My guess is this varies widely depending upon the business. Some are more compatible with automation than others.
Dynamic effects are really hard to talk about deterministically. Generally speaking, technology is always creating efficiencies and unemployment usually ranges in a range, over the long term.

Some technology advances seem to reduce unemployment. When factories were doubling efficiency several times in an average career-span, employment in manufacturing kept going up and so did pay. This was a long period. It started with farmworkers (replaced by automation) urbanising to work in the rapidly advancing, high tech manufacturing sector. The factories kept automating more and more. Efficiency went up. During long periods labour got a good cut of these gains, salaries rose.

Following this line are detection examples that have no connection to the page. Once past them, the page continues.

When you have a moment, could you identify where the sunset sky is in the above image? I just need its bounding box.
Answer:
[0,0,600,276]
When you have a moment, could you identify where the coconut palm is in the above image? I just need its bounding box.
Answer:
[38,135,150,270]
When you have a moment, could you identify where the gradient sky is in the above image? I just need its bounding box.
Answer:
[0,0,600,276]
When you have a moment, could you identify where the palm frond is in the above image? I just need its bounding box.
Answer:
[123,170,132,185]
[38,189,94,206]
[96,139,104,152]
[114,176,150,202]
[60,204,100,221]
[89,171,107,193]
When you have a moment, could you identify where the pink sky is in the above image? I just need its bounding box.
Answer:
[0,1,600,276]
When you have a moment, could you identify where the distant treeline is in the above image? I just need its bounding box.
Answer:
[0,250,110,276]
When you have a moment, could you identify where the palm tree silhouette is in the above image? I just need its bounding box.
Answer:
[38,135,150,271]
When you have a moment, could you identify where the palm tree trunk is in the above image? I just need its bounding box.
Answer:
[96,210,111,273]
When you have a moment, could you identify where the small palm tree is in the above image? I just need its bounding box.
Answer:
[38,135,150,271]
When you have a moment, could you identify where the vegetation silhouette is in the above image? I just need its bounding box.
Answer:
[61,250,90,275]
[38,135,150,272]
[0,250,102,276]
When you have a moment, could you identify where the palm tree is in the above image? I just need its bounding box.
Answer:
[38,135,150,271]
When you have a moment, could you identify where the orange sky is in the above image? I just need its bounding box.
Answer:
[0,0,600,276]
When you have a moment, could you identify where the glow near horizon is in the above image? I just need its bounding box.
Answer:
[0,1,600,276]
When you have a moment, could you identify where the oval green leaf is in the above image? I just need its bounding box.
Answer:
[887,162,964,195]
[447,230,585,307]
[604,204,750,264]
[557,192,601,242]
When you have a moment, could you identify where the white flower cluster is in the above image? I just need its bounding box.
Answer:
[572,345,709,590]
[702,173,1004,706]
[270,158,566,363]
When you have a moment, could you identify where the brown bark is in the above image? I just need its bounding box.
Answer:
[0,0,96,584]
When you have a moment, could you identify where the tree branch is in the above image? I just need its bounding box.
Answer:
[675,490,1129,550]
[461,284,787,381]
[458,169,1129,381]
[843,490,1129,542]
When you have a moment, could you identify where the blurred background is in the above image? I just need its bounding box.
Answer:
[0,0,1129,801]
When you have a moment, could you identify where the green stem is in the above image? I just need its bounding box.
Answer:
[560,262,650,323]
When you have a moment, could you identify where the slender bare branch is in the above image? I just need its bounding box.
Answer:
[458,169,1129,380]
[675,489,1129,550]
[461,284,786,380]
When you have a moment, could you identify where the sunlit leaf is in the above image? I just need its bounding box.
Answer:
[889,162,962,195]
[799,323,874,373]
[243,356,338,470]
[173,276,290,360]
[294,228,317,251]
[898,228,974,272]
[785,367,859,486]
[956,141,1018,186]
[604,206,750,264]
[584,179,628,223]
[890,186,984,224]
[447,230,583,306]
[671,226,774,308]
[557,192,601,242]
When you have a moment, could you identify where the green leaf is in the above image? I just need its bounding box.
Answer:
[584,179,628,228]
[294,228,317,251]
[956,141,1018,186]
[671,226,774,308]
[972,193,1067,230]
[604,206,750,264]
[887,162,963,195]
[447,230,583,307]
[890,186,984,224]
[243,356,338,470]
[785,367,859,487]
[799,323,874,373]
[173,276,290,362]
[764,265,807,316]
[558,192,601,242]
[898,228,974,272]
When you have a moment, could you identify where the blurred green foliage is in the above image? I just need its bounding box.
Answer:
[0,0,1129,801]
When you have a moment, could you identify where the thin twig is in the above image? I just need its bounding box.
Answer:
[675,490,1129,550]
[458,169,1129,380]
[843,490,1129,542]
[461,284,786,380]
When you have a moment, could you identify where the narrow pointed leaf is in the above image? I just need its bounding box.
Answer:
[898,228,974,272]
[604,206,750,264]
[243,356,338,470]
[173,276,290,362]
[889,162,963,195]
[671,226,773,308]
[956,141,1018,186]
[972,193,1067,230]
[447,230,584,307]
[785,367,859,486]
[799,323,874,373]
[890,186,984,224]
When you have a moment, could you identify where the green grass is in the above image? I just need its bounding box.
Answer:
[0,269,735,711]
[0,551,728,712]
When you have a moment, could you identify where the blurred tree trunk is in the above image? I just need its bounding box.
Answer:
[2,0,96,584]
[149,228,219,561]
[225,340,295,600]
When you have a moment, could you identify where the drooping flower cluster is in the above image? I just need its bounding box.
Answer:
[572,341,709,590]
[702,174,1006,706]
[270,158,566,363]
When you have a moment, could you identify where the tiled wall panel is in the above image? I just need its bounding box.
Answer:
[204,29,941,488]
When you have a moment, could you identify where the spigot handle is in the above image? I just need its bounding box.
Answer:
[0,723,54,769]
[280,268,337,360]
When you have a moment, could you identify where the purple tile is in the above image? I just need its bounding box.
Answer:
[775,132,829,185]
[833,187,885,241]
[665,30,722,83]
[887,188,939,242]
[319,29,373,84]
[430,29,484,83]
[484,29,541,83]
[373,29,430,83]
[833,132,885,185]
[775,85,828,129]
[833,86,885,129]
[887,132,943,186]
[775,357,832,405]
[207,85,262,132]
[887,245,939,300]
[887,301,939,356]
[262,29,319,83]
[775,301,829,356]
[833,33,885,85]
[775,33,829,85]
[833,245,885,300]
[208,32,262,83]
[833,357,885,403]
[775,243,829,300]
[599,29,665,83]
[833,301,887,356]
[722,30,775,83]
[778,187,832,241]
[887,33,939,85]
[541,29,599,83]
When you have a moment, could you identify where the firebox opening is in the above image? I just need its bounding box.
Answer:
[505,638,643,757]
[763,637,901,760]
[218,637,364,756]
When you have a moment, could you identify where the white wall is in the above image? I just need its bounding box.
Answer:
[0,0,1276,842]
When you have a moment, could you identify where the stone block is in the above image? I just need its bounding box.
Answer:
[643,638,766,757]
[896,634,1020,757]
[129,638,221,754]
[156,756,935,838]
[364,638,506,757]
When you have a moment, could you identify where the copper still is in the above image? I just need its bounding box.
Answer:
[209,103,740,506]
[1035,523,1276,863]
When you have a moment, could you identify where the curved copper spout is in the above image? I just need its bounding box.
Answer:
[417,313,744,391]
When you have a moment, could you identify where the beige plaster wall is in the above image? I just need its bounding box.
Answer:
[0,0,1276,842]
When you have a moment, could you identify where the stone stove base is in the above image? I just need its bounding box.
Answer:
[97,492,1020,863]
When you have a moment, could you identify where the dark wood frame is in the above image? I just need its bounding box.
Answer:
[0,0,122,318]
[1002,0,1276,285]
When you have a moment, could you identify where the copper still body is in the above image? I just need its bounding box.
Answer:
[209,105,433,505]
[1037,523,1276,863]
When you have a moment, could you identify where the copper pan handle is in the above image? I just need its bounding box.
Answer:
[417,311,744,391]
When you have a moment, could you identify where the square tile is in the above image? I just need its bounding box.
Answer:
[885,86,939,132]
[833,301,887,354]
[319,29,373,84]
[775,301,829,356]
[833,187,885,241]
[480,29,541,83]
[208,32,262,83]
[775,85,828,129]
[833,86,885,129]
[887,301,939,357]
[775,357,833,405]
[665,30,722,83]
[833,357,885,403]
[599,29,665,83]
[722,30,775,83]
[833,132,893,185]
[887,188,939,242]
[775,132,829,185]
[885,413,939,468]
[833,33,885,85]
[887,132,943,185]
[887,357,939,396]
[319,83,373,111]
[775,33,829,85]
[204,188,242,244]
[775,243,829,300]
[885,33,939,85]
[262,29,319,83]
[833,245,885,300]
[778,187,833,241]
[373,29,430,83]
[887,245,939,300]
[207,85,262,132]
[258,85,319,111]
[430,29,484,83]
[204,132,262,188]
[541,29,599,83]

At other times and other technological events (including trade which is economically very similar to technology) unemployment went down in the sectors closely linked to the tech.

That's an unfounded assumption. There's lots of work that goes undone because it's cost prohibitive. Technology in this case increased overall value because it allowed Lynne to do something that no one was doing before.
If it was cost-prohibitive yesterday, why isn't it still cost-prohibitive today?

Maybe it would be doable at a lower salary. Let's pay Lynne half as much as yesterday for this new job.

Because technology gave us levarage, and lowered the cost. Lynne's pay is ultimately set by the market. Lower her pay and see if she leaves to make more somewhere else.